Tren ini juga mencakup pasar IoT di Indonesia yang diprediksi mencapai nilai pasar 40 miliar USD pada tahun 2025, dengan lebih dari 1.346 miliar koneksi IoT pada tahun 2022. Peningkatan konektivitas ini menekankan pentingnya bagi perusahaan untuk mulai mempertimbangkan model AI yang lebih terlokalisasi, terutama untuk data sensitif, yang lebih aman kalau diproses melalui infrastruktur privat.
Sekarang, banyak perusahaan yang mulai beralih dari pendekatan tradisional, yang mengirimkan data ke cloud publik untuk diproses, menjadi pendekatan baru yang disebut ‘Model to Data’. Dengan pendekatan ini, model AI diletakkan pada infrastruktur privat yang lebih dekat dengan tempat data disimpan, yang biasanya juga lebih dekat dengan pengguna akhir. Cara ini memungkinkan proses yang lebih cepat, lebih murah, dan tentunya lebih aman.

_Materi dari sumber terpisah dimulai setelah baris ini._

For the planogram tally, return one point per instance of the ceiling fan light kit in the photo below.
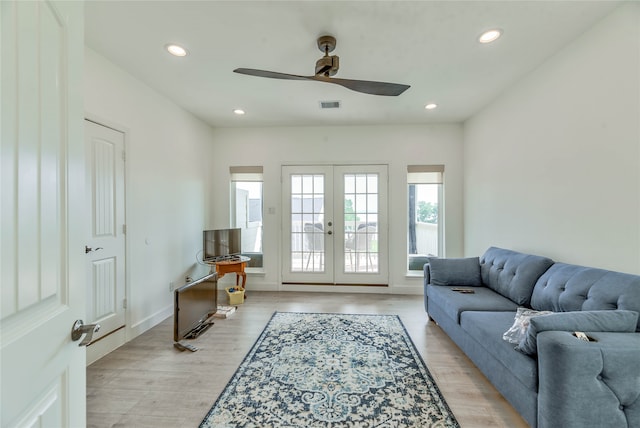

Pendekatan ‘Model to Data’ ini sejalan dengan Kebijakan Satu Data Indonesia (SDI), yang bertujuan untuk memastikan pengelolaan data di seluruh lembaga pemerintah yang lebih terstruktur, efisien, dan aman.
Ada beberapa alasan kenapa pendekatan ini penting, terutama untuk menjaga privasi. Banyak aplikasi AI yang mengolah data sensitif, seperti di sektor keuangan atau layanan kesehatan. Untuk itu, beberapa perusahaan mulai memilih untuk memproses data mereka di infrastruktur privat agar lebih terkontrol.
Kecepatan juga jadi faktor penting. Layanan AI akan semakin bergantung pada latensi yang rendah, terutama untuk penggunaan berbasis audio, gambar, dan video. Dengan memanfaatkan pusat data yang tersebar di berbagai lokasi, perusahaan bisa mengurangi latensi dan mempercepat akses ke layanan AI.
Terakhir, soal biaya. Layanan AI yang masih dalam tahap awal atau yang melibatkan sedikit data mungkin lebih cocok menggunakan cloud publik. Tapi, untuk layanan yang lebih besar dan melibatkan transfer data yang lebih banyak, infrastruktur pribadi bisa jadi lebih hemat biaya dalam jangka panjang.
Haris juga memprediksi bahwa pada 2025, semakin banyak perusahaan yang akan mengadopsi infrastruktur AI hibrida, yang memberi fleksibilitas untuk memilih antara menggunakan cloud publik atau infrastruktur privat tergantung pada kebutuhan mereka.
Di Indonesia, beberapa wilayah seperti Kalimantan Timur, Jakarta, dan Kepulauan Riau menunjukkan permintaan tertinggi untuk AI. Sektor-sektor seperti pemasaran, game, dan pendidikan menjadi yang terdepan dalam pencarian terkait AI. Selain itu, aplikasi mobile yang memanfaatkan AI juga semakin populer, dengan 69% pengguna tertarik mencoba fitur AI lainnya, sementara 9% tertarik pada efek foto dan 9% lainnya pada fitur pengeditan video.